Que ce soit après une chute sur les pistes de ski, un faux mouvement au football ou simplement un pas mal assuré dans le jardin, l’entorse du genou est un motif fréquent de consultation de physiothérapie.

Cette blessure, souvent impressionnante par la douleur et le gonflement qu’elle provoque, génère une inquiétude légitime : est-ce grave ? Les ligaments sont-ils touchés ? Vais-je pouvoir reprendre le sport ?

Nous vous guidons ici pour comprendre votre blessure et les étapes de votre rééducation.

Comprendre l’entorse : anatomie, symptômes et gravité

Le genou est une articulation complexe soumise à de fortes contraintes, notamment lors des mouvements de pivot ou de rotation comme au ski, au football, au padel ou lors d’un changement d’appui rapide en course.

L’entorse correspond à l’étirement ou la déchirure d’un ou plusieurs ligaments qui assurent la stabilité de cette articulation.

Anatomie simplifiée : ligaments croisés (LCA/LCP) et latéraux

Pour imaginer votre genou, visualisez quatre cordes solides qui maintiennent le fémur et le tibia ensemble :

  • Les ligaments latéraux (LLI et LLE) : Situés sur les côtés (interne et externe), ils empêchent le genou de partir sur le côté. Le ligament latéral interne (LLI) est statistiquement le plus souvent touché.
  • Les ligaments croisés (LCA et LCP) : Situés au centre du genou (le pivot central), ils contrôlent les mouvements d’avant en arrière et les rotations. 

Le ligament croisé antérieur (LCA) est tristement célèbre chez les skieurs : c’est lui qui cède souvent lors d’une torsion alors que le pied est bloqué dans la chaussure.

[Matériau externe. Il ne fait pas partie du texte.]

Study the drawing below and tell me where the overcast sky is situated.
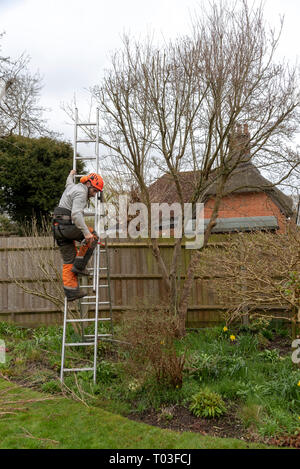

Les symptômes clés : « genou qui lâche », craquement et gonflement

Comment reconnaître une entorse ? Les signes cliniques sont souvent parlants :

  • “je me suis tordu le genou” correspond à un mouvement de rotation forcée, typique au ski ou au football, pouvant entraîner une distension ou une rupture ligamentaire.
  • “genou qui lâche” correspond à une sensation d’instabilité traduisant parfois une atteinte d’un ligament stabilisateur.
  • “j’ai entendu un craquement” correspond à un bruit sec (“crac”) au moment de l’accident est souvent signe d’une atteinte du ligament croisé.
  • “je sens un gonflement rapide” le genou double de volume en quelques heures à cause d’une réaction inflammatoire ou d’un épanchement.
  • “chaleur locale” : la zone devient chaude car le corps active une réponse inflammatoire pour réparer les tissus.
  • “douleur à l’appui” : si marcher est douloureux, cela signifie que le ligament blessé est sollicité lors de la mise en charge.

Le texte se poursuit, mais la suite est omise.